Então se lançou para o lado, sentindo as costelas protestarem com o movimento brusco. O desvio foi apertado, e seu estado o impediu de executar o movimento como havia planejado, assim não saiu ileso. Antes que pudesse finalizar o salto, o chifre raspou contra sua perna, arranhando-a como uma lâmina cega.
O Scaroth tentou ajustar a trajetória, mas a velocidade descontrolada e o ódio mortal pelo inimigo à sua frente impediram seu corpo de responder com a precisão desejada, impossibilitando-o de frear. O chifre se chocou contra a parede com um estrondo seco. Detritos de pedra voaram em múltiplas direções; a estrutura rochosa estalou, e rachaduras se espalharam como teias ao redor do ponto de impacto.
Os joelhos cederam, e a inércia o arrastou para a frente. Quase bateu o rosto no chão, mas conseguiu amparar o corpo com as mãos.
O inseto soltou um guincho enfurecido, lutando para se soltar. O chifre havia se enterrado fundo demais na pedra. As asas batiam em explosões desordenadas de movimento, levantando poeira, fragmentos e ondas de ar que rodopiavam pelo ambiente.

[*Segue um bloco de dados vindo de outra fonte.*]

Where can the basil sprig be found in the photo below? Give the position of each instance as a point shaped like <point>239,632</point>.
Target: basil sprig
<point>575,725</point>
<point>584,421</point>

Sábia decisão. pensou Ygdraw, cruzando os braços novamente após soltar um suspiro que levou consigo parte da tensão acumulada sobre seus ombros.
Kai não perdeu tempo.
Mesmo com o peito queimando a cada respiração, forçou as pernas a reagirem. Empurrou o corpo para a frente e agarrou o cajado que havia caído a poucos passos de distância durante o impacto anterior. Os dedos o envolveram com firmeza, embora seu braço ainda tremesse. Usou a arma como apoio para se levantar e caminhou até se aproximar do Scaroth preso na parede.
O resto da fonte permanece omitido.